Не стоит полагать, что англичане совершенно отрицали наличие у врагов доблести и храбрости. Это обуславливалось не столько желанием хронистов придерживаться исторической правды, сколько определенными «законами жанра», согласно которым выше ценилась победа, одержанная над сильным и храбрым соперником. Поэтому время от времени англичане были склонны признавать воинские достоинства противников. Томас Уолсингем, при всей отрицательности характеристики, которую он дает Бертрану Дюгеклену, отмечал его воинскую доблесть [1141]. Герольд Чандоса воспел не только «храброе и смелое сердце» будущего великого коннетабля, но и достоинства других «добрых» французских рыцарей, которые отправились в Испанию помогать Энрике Бастарду [1142]. Рассказывая о битве лорда Генри Перси и его брата с шотландцами под предводительством графа Дугласа в 1388 г., автор «Краткой хроники аббатства Керкстолл» заметил, что граф был тяжело ранен, но он предпочел остаться в битве и «умер на поле боя, как храбрый рыцарь» [1143]. Однако, даже не проводя статистических подсчетов, с уверенностью можно констатировать, что подобные топосные для куртуазной литературы уважительные отзывы о противнике заметно уступают превалирующим уничижительным эпитетам. Нередко формальное признание вражеской доблести корректировалось контекстом или дополнительными ремарками. Например, непосредственно участвовавший в переходе армии Генриха V в 1415 г. из Арфлера в Кале анонимный хронист так передал рассуждения англичан о возможном нападении французов: они должны это сделать, «если в их сердцах хоть сколько-нибудь осталось мужества и храбрости, поскольку в противном случае весь мир узнает, что они боятся изгнать из своей земли короля Англии, вторгнувшегося в их земли и опустошающего их, а значит, они стали настолько нерешительны и трусливы и настолько растеряли древнюю доблесть, присущую им» [1144]. Как известно, французы все же решились дать бой англичанам, но потерпели сокрушительное поражение при Азенкуре.
Вполне закономерно, что противники, наделенные английскими авторами высокомерием, а также трусостью, изображались неспособными победить врага иначе, чем при помощи обмана. Находящаяся на другом полюсе от коварства доверчивость, как ни странно, не является недостатком, напротив, в исторических сочинениях она предстает добродетелью, свидетельствующей о наличии веры и честности. Так же как вера порождает доверие и искренность, коварство ведет к лживости и лицемерию. А поскольку, по мнению англичан, все государи из династий Валуа, Брюсов и Трастамарской были коронованы незаконно (то есть пошли на обман во время таинства миропомазания), их склонность ко лжи на протяжении всего правления является закономерной и не вызывает удивления.
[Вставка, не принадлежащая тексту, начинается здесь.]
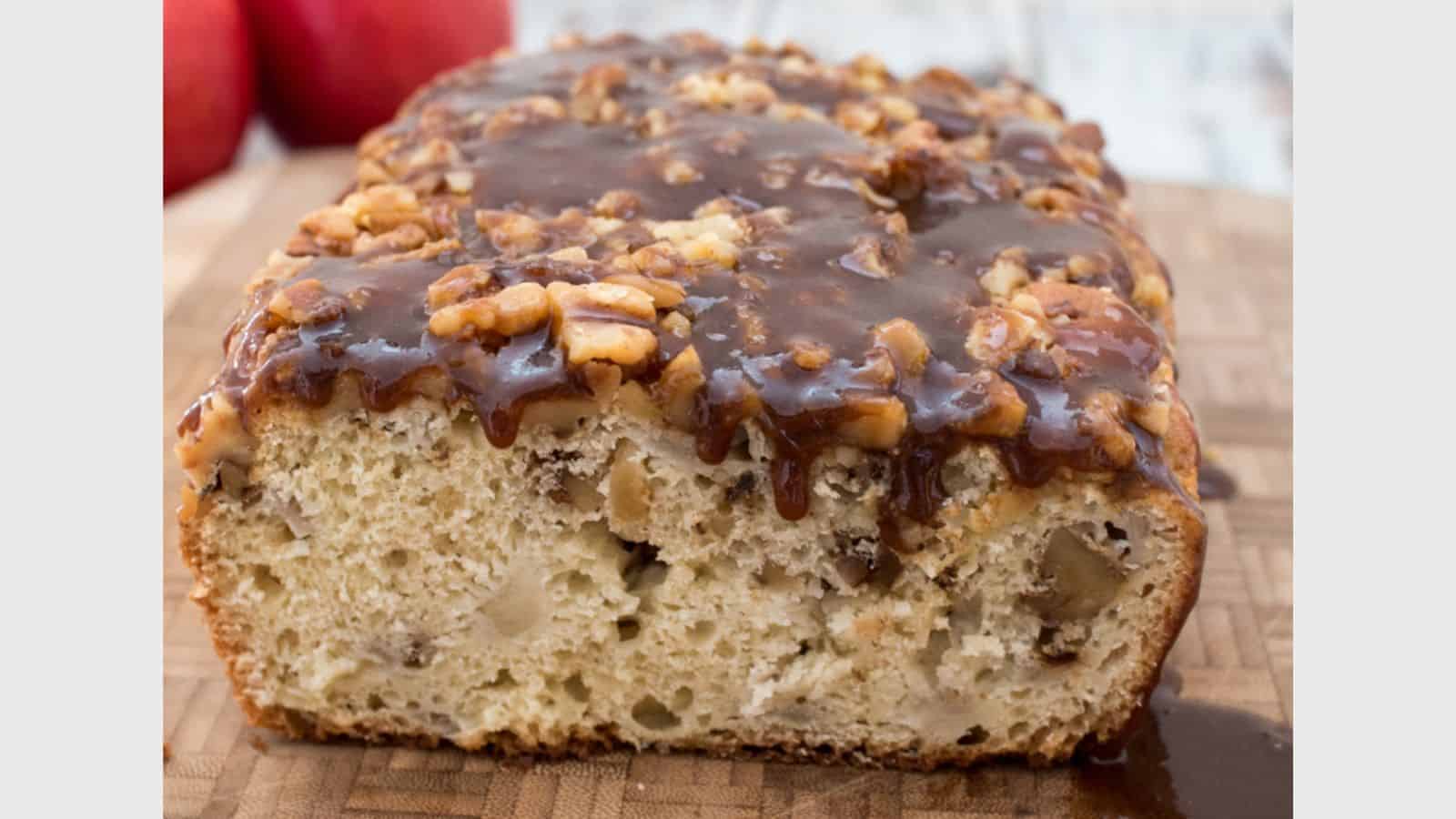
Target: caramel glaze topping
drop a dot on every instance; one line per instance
(834, 252)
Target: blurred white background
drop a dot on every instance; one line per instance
(1186, 91)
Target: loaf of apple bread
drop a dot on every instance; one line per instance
(670, 395)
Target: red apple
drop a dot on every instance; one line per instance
(334, 69)
(207, 87)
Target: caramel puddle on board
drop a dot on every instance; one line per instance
(1190, 760)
Многие авторы рассказывают о странной миссии кардинала Эли Талеран-Перигора, несколько раз являвшегося в качестве посредника к Черному принцу накануне битвы при Пуатье с предложениями от Иоанна II заключить перемирие. Принц охотно соглашался на это, поскольку, как и его отец, любил мир. Но когда принц Эдуард выдвигал свои, достаточно умеренные условия, они по тем или иным причинам не устраивали короля Франции. Джеффри Ле Бейкер комментирует это следующим образом: «Принц сначала не понял замысла тирана, поскольку он сам ни битвы не боялся, ни от мира не отказывался», но в конце концов, осознав то, что лицемерный король Франции хочет отнюдь не мира, а лишь жаждет избежать битвы, принц стал готовиться к сражению [1145]. Так же трактуют цель переговоров, которые вел кардинал, и другие английские историографы [1146].
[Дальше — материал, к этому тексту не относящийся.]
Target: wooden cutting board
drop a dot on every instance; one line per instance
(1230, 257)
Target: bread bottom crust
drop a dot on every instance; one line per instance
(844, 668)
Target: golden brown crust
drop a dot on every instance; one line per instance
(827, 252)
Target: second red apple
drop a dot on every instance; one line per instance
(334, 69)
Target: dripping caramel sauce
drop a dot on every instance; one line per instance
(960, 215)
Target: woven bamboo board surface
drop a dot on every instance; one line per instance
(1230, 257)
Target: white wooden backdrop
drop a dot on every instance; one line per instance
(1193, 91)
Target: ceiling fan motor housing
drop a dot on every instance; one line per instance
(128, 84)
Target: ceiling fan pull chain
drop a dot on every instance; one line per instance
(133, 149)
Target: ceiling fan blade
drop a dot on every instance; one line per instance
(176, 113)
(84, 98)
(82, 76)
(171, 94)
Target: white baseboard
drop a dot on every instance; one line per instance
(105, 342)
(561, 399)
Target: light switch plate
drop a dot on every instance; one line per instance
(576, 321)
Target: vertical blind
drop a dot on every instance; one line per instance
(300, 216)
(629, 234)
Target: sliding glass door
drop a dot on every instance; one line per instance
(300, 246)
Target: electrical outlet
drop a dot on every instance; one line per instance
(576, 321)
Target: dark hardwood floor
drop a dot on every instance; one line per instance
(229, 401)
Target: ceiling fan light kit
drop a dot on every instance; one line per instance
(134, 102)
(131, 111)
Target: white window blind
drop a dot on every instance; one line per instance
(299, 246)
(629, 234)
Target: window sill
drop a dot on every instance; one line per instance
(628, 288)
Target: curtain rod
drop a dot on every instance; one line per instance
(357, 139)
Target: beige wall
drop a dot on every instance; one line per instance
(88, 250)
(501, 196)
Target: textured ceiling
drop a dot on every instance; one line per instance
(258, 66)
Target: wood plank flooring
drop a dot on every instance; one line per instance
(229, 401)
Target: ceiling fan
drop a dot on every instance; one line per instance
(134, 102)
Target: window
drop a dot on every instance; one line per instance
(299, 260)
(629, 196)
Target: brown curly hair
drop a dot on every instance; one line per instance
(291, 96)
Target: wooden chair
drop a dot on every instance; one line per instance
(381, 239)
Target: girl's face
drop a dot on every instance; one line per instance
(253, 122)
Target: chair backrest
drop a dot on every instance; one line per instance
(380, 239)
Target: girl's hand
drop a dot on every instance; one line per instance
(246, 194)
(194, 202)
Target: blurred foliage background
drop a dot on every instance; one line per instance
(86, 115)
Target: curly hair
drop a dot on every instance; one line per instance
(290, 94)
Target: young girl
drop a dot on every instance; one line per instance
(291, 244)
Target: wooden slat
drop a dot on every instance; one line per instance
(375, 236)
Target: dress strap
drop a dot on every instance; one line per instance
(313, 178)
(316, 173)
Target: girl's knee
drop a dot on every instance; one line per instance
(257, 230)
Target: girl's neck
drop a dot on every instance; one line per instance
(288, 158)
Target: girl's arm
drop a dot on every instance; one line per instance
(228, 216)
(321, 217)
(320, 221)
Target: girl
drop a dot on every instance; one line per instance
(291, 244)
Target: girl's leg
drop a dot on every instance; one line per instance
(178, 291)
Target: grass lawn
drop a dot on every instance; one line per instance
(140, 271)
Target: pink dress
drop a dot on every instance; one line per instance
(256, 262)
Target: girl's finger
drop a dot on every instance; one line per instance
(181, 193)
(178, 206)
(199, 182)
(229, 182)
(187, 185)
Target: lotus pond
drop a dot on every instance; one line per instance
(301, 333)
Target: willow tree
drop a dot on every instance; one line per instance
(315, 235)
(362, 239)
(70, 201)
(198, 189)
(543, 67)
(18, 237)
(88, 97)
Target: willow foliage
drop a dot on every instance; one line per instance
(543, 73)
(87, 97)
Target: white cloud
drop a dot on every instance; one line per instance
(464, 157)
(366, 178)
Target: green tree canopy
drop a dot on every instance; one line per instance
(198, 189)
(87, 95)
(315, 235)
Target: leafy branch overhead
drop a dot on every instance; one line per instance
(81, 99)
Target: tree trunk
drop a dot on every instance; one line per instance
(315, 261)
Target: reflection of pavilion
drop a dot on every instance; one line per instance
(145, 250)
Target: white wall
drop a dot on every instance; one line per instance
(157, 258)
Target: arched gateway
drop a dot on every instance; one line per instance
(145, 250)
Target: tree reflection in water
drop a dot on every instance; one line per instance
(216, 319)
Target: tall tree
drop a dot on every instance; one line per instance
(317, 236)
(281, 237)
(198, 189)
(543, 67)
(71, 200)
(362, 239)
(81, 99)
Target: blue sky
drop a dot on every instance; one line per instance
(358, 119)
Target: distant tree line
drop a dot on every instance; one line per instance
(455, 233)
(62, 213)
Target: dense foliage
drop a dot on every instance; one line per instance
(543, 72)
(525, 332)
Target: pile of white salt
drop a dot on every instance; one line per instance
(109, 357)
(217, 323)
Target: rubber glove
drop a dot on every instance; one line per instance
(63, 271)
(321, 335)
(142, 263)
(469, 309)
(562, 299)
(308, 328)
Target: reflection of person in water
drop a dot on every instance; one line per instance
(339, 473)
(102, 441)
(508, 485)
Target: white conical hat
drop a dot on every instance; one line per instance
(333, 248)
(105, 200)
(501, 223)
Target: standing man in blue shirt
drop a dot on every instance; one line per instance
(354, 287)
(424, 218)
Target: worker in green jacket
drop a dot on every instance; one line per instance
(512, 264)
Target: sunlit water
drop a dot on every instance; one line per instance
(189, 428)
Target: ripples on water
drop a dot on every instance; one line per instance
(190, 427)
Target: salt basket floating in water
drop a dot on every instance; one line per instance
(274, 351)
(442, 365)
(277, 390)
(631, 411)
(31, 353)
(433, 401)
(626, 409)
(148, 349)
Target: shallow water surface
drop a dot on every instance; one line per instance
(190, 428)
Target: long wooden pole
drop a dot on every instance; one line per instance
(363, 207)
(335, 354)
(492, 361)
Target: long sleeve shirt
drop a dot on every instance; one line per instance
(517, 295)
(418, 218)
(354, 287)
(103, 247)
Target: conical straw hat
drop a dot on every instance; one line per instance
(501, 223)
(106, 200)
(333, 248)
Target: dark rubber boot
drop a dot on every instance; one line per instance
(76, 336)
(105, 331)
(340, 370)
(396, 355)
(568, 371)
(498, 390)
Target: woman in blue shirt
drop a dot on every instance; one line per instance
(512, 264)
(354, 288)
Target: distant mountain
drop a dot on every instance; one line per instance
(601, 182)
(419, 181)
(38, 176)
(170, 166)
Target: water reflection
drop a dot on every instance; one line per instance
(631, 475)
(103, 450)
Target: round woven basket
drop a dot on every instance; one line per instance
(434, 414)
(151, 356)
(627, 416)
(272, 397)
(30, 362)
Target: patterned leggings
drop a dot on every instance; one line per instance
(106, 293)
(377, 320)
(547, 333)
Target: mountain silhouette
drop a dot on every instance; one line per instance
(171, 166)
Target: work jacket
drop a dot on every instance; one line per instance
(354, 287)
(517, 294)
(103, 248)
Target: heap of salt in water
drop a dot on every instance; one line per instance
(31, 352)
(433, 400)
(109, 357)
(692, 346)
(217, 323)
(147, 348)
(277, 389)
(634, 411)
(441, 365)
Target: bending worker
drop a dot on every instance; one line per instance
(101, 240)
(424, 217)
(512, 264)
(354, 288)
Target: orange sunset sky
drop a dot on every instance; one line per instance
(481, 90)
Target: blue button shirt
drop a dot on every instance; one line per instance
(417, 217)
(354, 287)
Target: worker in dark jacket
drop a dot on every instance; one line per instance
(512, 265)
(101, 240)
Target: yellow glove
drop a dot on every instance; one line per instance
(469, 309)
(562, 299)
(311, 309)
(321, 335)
Спровоцированные реальным страхом перед нападением врагов на Англию слухи смешивались в трактовке английских авторов с расхожими представлениями о «нормах» поведения неприятеля. Каждое перемирие таило в себе скрытую угрозу, ибо, как написал анонимный полемист времен Генриха VIII, цитируя «старую поговорку» эпохи англо-французской войны, «французы перемирие заключают, но вряд ли соблюдают» [1147]. Типичный сценарий повествования о перемирии выглядит следующим образом: коварный враг лицемерно заключает мир, чтобы собрать силы и неожиданно напасть на английские земли. Важно помнить, что «свои» всегда остаются верными договору, предпринимая какие-либо шаги по подготовке военных операций исключительно в качестве ответных акций на действия врага. В нарушении договора всегда виновен противник — зачастую этот тезис декларируется как аксиома, не требующая доказательств, ибо иначе и быть не может.